The Role of Expectancy Violation in Extinction Learning: A Two-Day Online Fear Conditioning Study


Background. Exposure therapy is at the core of the treatment of pathological anxiety. While the inhibitory learning model proposes a framework for the mechanisms underlying exposure therapy, in particular expectancy violation, causal evidence for its assumptions remains elusive. Therefore, the aim of the current study was to provide evidence for the influence of expectancy violation on extinction retention by manipulating the magnitude of expectancy violation during extinction learning. Method. In total, 101 individuals completed a web-based fear conditioning protocol, consisting of a fear acquisition and extinction phase, as well as a spontaneous recovery and fear reinstatement test 24h later. To experimentally manipulate expectancy violation, participants were presented only with states of the conditioned stimulus that either weakly or strongly predicted the aversive outcome.

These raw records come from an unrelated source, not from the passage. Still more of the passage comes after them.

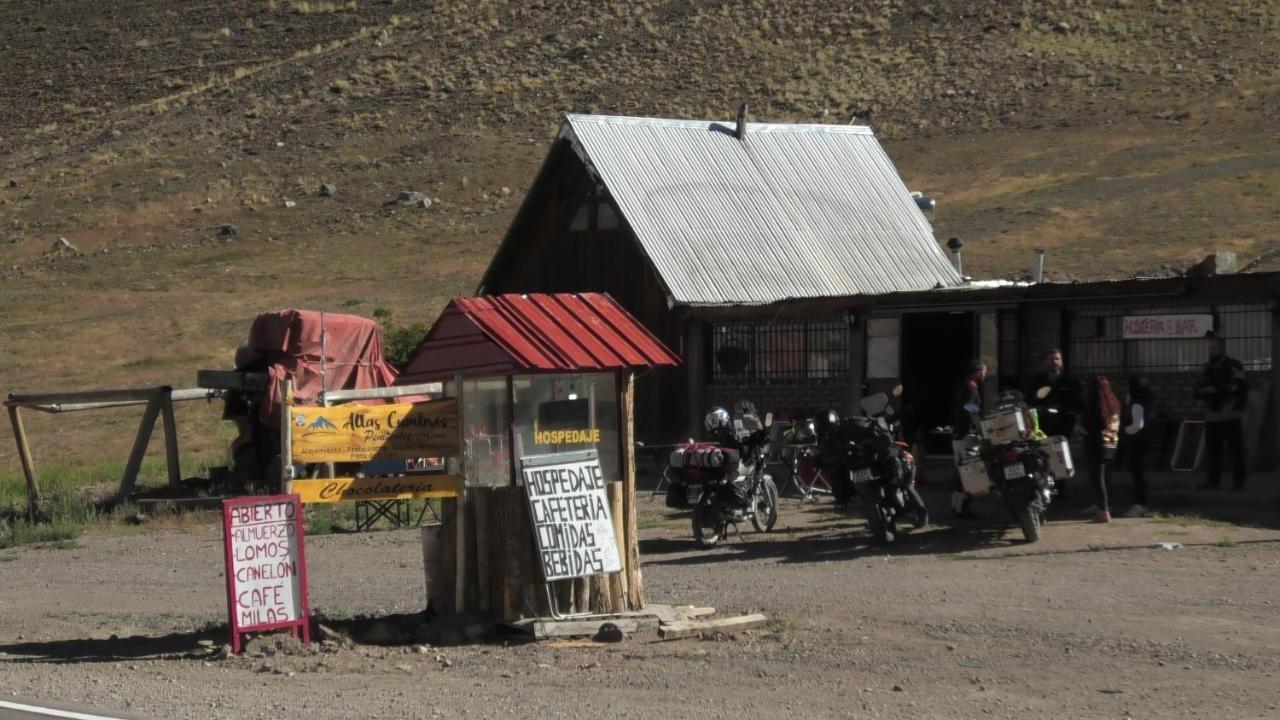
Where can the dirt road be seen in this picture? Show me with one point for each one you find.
(955, 621)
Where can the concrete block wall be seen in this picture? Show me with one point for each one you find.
(795, 400)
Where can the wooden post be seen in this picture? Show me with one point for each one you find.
(480, 513)
(140, 447)
(461, 550)
(170, 438)
(635, 582)
(286, 438)
(28, 468)
(617, 580)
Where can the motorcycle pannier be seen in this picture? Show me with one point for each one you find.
(973, 475)
(1059, 456)
(1005, 424)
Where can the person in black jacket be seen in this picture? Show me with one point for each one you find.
(1223, 391)
(1059, 409)
(968, 395)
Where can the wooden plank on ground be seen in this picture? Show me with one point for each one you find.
(690, 628)
(588, 628)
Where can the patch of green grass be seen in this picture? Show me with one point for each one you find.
(55, 534)
(1189, 520)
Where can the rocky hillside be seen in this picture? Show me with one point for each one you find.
(179, 149)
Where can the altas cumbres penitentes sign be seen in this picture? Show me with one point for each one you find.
(266, 574)
(570, 514)
(357, 433)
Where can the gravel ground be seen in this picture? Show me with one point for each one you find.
(954, 621)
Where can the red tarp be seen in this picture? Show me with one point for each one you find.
(289, 341)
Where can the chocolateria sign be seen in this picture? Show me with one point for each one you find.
(570, 513)
(266, 572)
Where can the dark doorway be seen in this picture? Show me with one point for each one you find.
(936, 351)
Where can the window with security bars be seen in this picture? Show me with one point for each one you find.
(781, 351)
(1098, 343)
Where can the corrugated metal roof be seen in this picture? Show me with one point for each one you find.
(561, 332)
(790, 212)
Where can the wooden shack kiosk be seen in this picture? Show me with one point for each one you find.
(539, 379)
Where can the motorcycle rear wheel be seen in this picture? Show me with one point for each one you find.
(707, 531)
(766, 511)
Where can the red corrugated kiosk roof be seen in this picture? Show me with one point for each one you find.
(522, 333)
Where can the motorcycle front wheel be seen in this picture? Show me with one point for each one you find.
(882, 529)
(708, 531)
(764, 514)
(1031, 518)
(917, 509)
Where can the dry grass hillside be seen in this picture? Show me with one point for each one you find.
(181, 147)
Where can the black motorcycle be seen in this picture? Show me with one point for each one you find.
(868, 459)
(1018, 465)
(730, 475)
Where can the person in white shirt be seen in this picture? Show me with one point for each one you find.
(1138, 411)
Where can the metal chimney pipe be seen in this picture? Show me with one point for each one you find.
(955, 244)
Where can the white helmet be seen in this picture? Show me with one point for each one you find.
(717, 419)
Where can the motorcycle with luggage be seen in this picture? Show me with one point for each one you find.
(726, 475)
(868, 459)
(1011, 458)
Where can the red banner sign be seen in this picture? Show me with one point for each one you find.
(1161, 327)
(266, 570)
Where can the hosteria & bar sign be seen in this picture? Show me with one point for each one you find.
(570, 514)
(266, 570)
(1165, 327)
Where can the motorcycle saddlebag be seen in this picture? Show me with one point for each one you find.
(677, 496)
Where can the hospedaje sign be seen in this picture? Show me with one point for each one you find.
(1166, 327)
(266, 569)
(361, 433)
(568, 510)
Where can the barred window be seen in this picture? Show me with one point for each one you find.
(780, 351)
(1098, 343)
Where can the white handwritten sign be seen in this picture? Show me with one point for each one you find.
(570, 513)
(266, 577)
(1160, 327)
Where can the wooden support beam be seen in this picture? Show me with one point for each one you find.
(28, 466)
(170, 441)
(140, 449)
(635, 580)
(690, 628)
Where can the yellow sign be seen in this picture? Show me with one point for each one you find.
(356, 433)
(407, 487)
(566, 436)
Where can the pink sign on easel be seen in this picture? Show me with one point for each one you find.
(266, 569)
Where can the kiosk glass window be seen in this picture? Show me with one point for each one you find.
(484, 431)
(562, 413)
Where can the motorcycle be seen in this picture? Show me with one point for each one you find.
(1016, 465)
(868, 459)
(727, 475)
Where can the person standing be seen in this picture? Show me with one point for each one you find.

Consequently, the absence of any aversive outcomes in the extinction phase resulted in low or high expectancy violation, respectively. Results. We found successful fear acquisition and manipulation of expectancy violation, which was associated with reduced threat ratings for the high compared to the low expectancy violation group directly after extinction learning. On Day 2, inhibitory CS-noUS associations could be retrieved for expectancy ratings, whereas there were no substantial group differences for threat ratings. Conclusion. These findings indicate that the magnitude of expectancy violation is related to the retrieval of conscious threat expectancies, but it is unclear how these changes translate to affective components (i.e., threat ratings) of the fear response and to symptoms of pathological anxiety.